BMW, Mercedesy, Volkswageny, Audi oraz Porsche to według belgijskiej policji najczęściej kradzione marki samochodów. Tylko w Brukseli miesięcznie ginie 100 samochodów tych marek. To prawdziwa zmora dla mieszkających tam urzędników i dyplomatów, których ze względu na siedzibę NATO i Unii Europejskiej jest bardzo wielu.

Geograficznie Bruksela jest idealnym miejscem na kradzieże samochodów – leży ha przecięciu wielu głównych dróg. Stąd auto łatwo wywieźć do Algierii czy do Rosji. Na kradzieże skarżą się zarówno urzędnicy Unii jaki i NATO. Tymczasem proceder ten jest już tak popularny, że spadają nawet zarobki złodziei. Prawdopodobnie za jedną kradzież otrzymuje, w przeliczeniu maksymalnie do 2 tysięcy złotych. Obok policji, także prasa belgijska wydała wojnę złodziejom – drukuje informacje jak zachować się w przypadku napadu.
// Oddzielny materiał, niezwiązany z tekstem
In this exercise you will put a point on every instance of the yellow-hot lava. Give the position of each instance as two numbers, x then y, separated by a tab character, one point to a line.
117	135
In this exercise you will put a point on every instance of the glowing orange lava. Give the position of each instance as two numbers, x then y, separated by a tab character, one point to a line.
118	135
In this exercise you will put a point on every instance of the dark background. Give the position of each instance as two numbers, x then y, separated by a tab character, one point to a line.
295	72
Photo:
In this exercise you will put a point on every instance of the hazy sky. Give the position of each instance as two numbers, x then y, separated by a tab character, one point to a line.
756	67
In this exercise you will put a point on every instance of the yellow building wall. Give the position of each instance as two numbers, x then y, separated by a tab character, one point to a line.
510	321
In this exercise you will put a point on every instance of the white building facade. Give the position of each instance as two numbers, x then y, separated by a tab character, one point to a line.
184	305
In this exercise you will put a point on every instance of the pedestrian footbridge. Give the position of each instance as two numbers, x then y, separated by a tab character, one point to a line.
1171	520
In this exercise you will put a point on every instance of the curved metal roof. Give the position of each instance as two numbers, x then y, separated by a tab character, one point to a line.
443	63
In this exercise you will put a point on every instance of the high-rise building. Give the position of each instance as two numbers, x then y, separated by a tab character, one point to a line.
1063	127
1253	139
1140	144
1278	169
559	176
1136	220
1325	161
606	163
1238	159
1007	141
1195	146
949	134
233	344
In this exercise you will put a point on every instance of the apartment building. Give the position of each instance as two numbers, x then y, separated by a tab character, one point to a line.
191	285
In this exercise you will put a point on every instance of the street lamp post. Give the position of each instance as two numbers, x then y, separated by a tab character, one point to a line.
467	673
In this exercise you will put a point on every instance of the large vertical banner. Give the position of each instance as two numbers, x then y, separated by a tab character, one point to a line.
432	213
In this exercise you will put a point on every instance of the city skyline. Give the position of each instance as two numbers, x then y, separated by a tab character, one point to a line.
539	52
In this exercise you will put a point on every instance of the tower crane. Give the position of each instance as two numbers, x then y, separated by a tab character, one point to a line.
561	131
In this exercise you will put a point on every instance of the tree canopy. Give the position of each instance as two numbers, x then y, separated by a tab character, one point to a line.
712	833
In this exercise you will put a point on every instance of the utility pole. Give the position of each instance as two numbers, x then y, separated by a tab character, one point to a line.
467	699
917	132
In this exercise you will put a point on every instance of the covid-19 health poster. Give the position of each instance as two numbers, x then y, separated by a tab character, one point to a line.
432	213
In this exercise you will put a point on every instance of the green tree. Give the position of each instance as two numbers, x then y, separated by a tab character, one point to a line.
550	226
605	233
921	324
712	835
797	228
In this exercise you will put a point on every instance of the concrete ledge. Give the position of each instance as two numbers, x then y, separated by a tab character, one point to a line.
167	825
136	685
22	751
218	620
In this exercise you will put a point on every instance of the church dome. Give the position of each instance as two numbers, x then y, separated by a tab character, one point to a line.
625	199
Publikowane są także reklamy satelitarnego nadzoru pojazdów, dzięki któremu skradziony pojazd w Belgii można zlokalizować w przybliżeniu do 1 metra, a poza nią w przybliżeniu do 10 metrów. Zainstalowanie takiego systemu jest bardzo drogie, dlatego na razie lepiej kupić tańszy samochód, który nie będzie na liście pojazdów pożądanych przez złodziei.